For many years, I've wanted to build a treehouse or a treefort for my kiddos. I had collected plan after plan for seasons on end. When I moved four years ago, I tossed them because I figured I would never get around to eventually doing it. A couple of years ago, my younger brother put a piece of plywood on a couple of limbs of a tree (that I helped plant when I was a little girl.) He and my kiddos climbed up the swimming pool ladder and sat on top of the board and loved it. However, I was afraid that one of them would fall off backwards and get seriously injured or die. So, I needed to rectify that or take the board down. After some long indepth browsing on pinterest, I decided on what I wanted up in the tree (even though I wasn't really the carpenter type.)
So a couple weekends ago, we started the treefort project. First we had to cut down some limbs (which led to cutting down other limbs that were dead and needed to be taken down as well.) The piece of plyboard can be seen in this picture (I forgot to take a 'before' picture.)
Then we cut the limbs into smaller pieces and hauled them out to the road.
Making sure the plyboard was level.
We made the frames for each side. Since the plywood was a 4x8, I put the middle boards 2 foot across. Note to self, if you splurge on a nail gun, spend the extra money to get a really good one (ours kept jamming and took so much extra time between each nailing of each nail.) We learned our lesson.

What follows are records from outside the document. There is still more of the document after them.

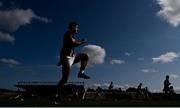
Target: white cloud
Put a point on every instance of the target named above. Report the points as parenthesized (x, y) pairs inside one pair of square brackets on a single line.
[(149, 71), (5, 37), (173, 76), (117, 62), (11, 20), (170, 11), (165, 58), (9, 61), (96, 54)]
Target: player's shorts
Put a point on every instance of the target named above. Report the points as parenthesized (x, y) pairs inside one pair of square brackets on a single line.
[(70, 60)]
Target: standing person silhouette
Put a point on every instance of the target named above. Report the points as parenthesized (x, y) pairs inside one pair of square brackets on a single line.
[(166, 85), (68, 56)]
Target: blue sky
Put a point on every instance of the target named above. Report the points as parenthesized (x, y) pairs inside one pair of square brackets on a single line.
[(140, 39)]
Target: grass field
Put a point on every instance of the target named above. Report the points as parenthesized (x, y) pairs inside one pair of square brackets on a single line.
[(5, 101)]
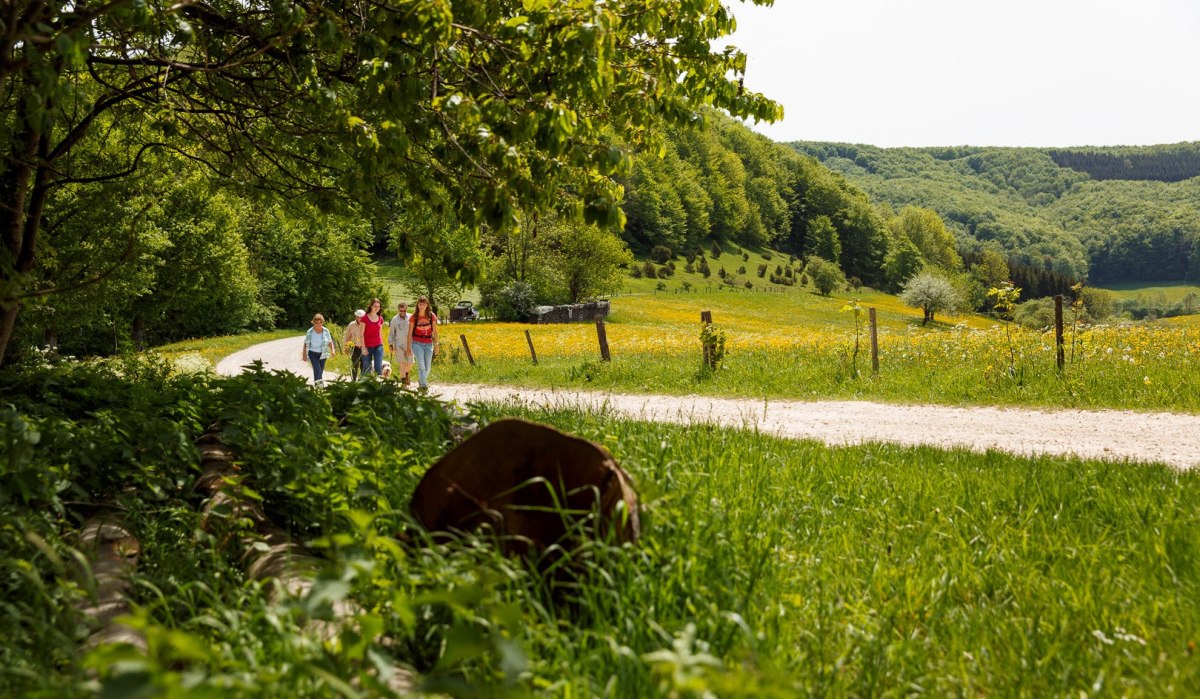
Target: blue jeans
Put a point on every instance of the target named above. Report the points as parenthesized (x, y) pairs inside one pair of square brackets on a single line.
[(372, 356), (423, 354), (318, 365)]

Then we clamped each side down until we nailed them down (and made sure they all fit snugly.)
In addition to nailing down the frames, we also used these things to secore the frames to the bottom.
All four sides are now up. We left a gap on the side closest to the tree to allow room for the ladder (to get up and down) as well as the kiddos to climb out onto the limb (when they're older.)
We used a compressor to use for the nail gun. The only issue was the weather. It was cold and it took a long time to get the compressor going (and stay going.)
We bought picket fence boards to put along the sides. However, we needed them a certain length and had to cut each of the 48 boards. Of course, it was a labor of love.
Starting the sides. Luckily those Christmas hardware store giftcards came in handy! We got all the clamps and most of the boards with them (we had a stash of them!) It was definitely a family project.
There were a couple of places where the boards didn't fit exactly. We also cut the length of the picket boards to fit in those places. We didn't know what to use between each board either and used a pencil to mark each space inbetween them.
View from one side of the finished project.
And from the other side. We let my son decide how big the space was going to be. He also determined the height of the picket boards themselves. He gave us a lot of input and was a great help the whole way through.